Imaginemos una megaciudad como Buenos Aires. ¿Cómo encontrar justo a alguien que nos entusiasme entre tantos millones? Ahí llega la magia de Tinder y sus amigos. Desde donde sea, te acercás o tomás distancia de los posibles candidatos. El proceso continúa con algún intercambio hasta que llega el momento de lo real: verse, sentirse, terminar con algunas máscaras propias de lo digital.
Y acá se produce la incertidumbre. No deja de ser una primera vez por más contacto virtual previo y eso convoca a todos los fantasmas. ¿A quién tengo enfrente? ¿El “match” previo me asegura algo? ¿Y si no hay onda, cómo me evado?
En los contactos a través de internet conviven dos tendencias que se contraponen. Por una parte, está la maravilla de intuir un universo a disposición, elegir, conversar. Y todo sin moverse del teléfono. Por otra, la mente humana va más lenta que el desarrollo tecnológico. Todas esas posibilidades se nublan un poco cuando no existe el sexto sentido en vivo, ese que percibe lo que se ve y se dice; lo que se oculta y calla. Quizás en un par de siglos se vaya desarrollando esa sensibilidad, nuestra generación no lo verá. Estamos atados, a nivel cerebro, a una intuición analógica.

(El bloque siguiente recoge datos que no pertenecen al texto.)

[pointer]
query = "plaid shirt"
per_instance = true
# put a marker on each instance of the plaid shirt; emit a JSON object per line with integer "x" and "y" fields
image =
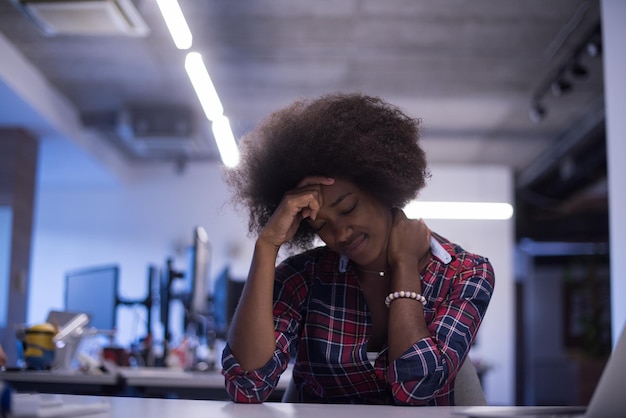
{"x": 321, "y": 318}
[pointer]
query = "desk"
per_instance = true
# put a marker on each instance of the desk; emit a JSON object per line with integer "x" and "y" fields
{"x": 127, "y": 381}
{"x": 70, "y": 382}
{"x": 155, "y": 382}
{"x": 175, "y": 408}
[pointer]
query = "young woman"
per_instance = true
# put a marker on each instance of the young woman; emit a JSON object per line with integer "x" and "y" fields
{"x": 386, "y": 311}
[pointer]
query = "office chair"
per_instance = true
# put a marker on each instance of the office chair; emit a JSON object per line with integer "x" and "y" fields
{"x": 467, "y": 388}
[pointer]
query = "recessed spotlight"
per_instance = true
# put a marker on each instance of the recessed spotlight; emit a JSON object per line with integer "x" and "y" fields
{"x": 536, "y": 113}
{"x": 560, "y": 87}
{"x": 578, "y": 70}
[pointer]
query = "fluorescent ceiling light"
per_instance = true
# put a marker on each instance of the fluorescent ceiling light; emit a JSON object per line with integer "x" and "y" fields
{"x": 176, "y": 23}
{"x": 225, "y": 142}
{"x": 202, "y": 84}
{"x": 459, "y": 210}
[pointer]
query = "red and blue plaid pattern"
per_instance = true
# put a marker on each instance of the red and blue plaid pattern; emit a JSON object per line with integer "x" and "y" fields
{"x": 322, "y": 321}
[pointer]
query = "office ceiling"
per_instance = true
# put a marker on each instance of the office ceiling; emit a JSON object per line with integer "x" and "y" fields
{"x": 469, "y": 69}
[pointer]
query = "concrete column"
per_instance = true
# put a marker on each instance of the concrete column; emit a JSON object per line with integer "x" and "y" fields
{"x": 614, "y": 53}
{"x": 18, "y": 167}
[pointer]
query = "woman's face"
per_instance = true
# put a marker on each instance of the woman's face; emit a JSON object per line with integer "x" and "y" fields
{"x": 354, "y": 223}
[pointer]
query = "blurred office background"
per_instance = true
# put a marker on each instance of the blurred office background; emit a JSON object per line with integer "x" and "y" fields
{"x": 108, "y": 158}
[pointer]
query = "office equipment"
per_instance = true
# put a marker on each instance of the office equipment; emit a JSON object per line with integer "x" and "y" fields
{"x": 198, "y": 319}
{"x": 71, "y": 331}
{"x": 93, "y": 291}
{"x": 608, "y": 399}
{"x": 199, "y": 272}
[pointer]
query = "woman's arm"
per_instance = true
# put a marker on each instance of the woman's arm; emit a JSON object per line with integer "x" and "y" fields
{"x": 423, "y": 371}
{"x": 408, "y": 246}
{"x": 251, "y": 336}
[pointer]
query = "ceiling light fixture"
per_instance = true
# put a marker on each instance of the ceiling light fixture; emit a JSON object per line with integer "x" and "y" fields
{"x": 459, "y": 210}
{"x": 176, "y": 23}
{"x": 213, "y": 109}
{"x": 560, "y": 87}
{"x": 225, "y": 140}
{"x": 536, "y": 113}
{"x": 559, "y": 81}
{"x": 203, "y": 85}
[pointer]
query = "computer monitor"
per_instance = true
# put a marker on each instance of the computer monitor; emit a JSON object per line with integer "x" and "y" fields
{"x": 200, "y": 259}
{"x": 93, "y": 291}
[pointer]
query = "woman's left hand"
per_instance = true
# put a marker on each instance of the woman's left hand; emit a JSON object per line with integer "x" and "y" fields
{"x": 409, "y": 241}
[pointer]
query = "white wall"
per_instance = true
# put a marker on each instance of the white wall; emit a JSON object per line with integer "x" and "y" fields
{"x": 153, "y": 216}
{"x": 495, "y": 240}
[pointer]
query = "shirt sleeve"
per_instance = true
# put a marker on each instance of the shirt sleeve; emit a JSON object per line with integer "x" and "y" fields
{"x": 423, "y": 371}
{"x": 256, "y": 386}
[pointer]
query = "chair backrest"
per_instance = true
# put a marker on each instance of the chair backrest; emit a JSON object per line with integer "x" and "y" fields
{"x": 291, "y": 393}
{"x": 467, "y": 388}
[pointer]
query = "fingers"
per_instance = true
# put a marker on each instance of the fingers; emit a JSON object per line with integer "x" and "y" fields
{"x": 313, "y": 180}
{"x": 311, "y": 199}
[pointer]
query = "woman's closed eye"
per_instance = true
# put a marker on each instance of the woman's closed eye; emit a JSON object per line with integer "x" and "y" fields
{"x": 349, "y": 210}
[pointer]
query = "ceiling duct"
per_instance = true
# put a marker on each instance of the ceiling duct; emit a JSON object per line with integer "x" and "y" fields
{"x": 159, "y": 132}
{"x": 84, "y": 17}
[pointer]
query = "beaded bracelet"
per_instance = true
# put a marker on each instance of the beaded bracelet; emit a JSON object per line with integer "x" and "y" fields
{"x": 404, "y": 294}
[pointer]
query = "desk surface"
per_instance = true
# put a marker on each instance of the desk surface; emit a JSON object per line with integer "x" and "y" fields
{"x": 74, "y": 377}
{"x": 123, "y": 407}
{"x": 155, "y": 377}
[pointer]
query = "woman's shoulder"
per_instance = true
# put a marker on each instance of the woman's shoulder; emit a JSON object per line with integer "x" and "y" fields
{"x": 318, "y": 256}
{"x": 459, "y": 254}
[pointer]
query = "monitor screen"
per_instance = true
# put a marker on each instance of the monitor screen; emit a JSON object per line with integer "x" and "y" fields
{"x": 199, "y": 271}
{"x": 93, "y": 291}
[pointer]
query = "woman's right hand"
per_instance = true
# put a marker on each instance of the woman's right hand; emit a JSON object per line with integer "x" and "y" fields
{"x": 297, "y": 204}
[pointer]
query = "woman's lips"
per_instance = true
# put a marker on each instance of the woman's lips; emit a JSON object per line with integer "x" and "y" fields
{"x": 354, "y": 246}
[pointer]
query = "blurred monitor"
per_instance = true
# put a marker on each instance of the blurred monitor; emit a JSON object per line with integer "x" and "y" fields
{"x": 234, "y": 290}
{"x": 200, "y": 258}
{"x": 93, "y": 291}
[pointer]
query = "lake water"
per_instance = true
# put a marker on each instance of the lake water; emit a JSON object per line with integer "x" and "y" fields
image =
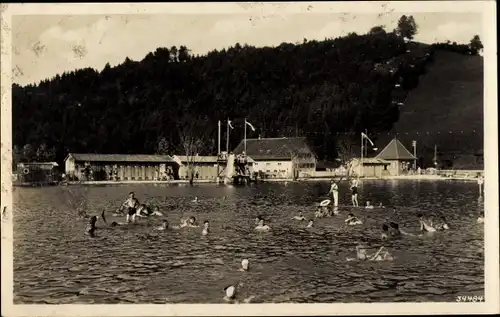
{"x": 56, "y": 263}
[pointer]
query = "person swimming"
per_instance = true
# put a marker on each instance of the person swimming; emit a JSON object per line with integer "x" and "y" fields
{"x": 310, "y": 224}
{"x": 424, "y": 226}
{"x": 189, "y": 222}
{"x": 262, "y": 227}
{"x": 91, "y": 226}
{"x": 443, "y": 225}
{"x": 385, "y": 232}
{"x": 205, "y": 228}
{"x": 131, "y": 205}
{"x": 300, "y": 217}
{"x": 164, "y": 226}
{"x": 352, "y": 220}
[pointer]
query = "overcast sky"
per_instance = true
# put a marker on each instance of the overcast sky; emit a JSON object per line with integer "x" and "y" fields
{"x": 44, "y": 46}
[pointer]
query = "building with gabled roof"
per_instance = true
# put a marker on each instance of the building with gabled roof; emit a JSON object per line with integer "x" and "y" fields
{"x": 398, "y": 156}
{"x": 92, "y": 166}
{"x": 279, "y": 157}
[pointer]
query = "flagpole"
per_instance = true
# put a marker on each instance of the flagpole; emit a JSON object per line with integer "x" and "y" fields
{"x": 227, "y": 136}
{"x": 361, "y": 162}
{"x": 245, "y": 137}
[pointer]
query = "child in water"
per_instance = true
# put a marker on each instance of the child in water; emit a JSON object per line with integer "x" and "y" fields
{"x": 352, "y": 220}
{"x": 261, "y": 226}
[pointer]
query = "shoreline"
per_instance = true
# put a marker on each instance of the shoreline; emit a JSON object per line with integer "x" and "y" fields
{"x": 279, "y": 180}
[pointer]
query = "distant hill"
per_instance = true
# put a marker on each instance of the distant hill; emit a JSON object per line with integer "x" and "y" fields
{"x": 446, "y": 110}
{"x": 170, "y": 101}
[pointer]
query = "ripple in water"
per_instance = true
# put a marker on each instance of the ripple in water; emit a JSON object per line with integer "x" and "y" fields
{"x": 54, "y": 263}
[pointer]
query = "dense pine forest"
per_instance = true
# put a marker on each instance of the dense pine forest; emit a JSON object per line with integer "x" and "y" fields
{"x": 326, "y": 90}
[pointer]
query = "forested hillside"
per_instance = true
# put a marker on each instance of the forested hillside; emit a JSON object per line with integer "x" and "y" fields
{"x": 323, "y": 90}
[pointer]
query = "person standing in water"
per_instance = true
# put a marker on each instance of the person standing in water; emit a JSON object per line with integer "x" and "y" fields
{"x": 131, "y": 205}
{"x": 480, "y": 182}
{"x": 354, "y": 192}
{"x": 334, "y": 190}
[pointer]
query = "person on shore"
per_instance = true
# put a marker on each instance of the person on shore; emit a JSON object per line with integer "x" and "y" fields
{"x": 206, "y": 229}
{"x": 262, "y": 227}
{"x": 334, "y": 190}
{"x": 480, "y": 183}
{"x": 443, "y": 225}
{"x": 300, "y": 217}
{"x": 354, "y": 192}
{"x": 131, "y": 205}
{"x": 352, "y": 220}
{"x": 424, "y": 225}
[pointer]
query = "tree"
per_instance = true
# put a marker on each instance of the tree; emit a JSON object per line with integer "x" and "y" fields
{"x": 28, "y": 153}
{"x": 407, "y": 27}
{"x": 346, "y": 155}
{"x": 379, "y": 29}
{"x": 194, "y": 137}
{"x": 475, "y": 45}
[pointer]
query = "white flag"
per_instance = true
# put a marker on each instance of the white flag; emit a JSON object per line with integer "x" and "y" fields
{"x": 251, "y": 126}
{"x": 366, "y": 137}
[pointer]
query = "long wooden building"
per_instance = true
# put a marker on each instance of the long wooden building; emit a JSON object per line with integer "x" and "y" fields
{"x": 120, "y": 167}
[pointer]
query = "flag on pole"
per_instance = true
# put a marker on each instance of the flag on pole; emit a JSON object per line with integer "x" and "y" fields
{"x": 364, "y": 136}
{"x": 251, "y": 126}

Mi convicción es que pese a estas ¿interferencias? las búsquedas de pareja online van a acrecentarse. Aún más. Es una cuestión de probabilidades. Veamos: en el cumpleaños de tu primo conocés a alguien que esté solo o sola. Pero tenés que ver si hay onda (¿eso cada cuánto pasa?). Igual sucede con un compañero de trabajo. En cambio, la opción digital es ya, aquí y ahora. Tiene sinsabores, pero la balanza se inclina hacia el lado de la sed. O eso dicen.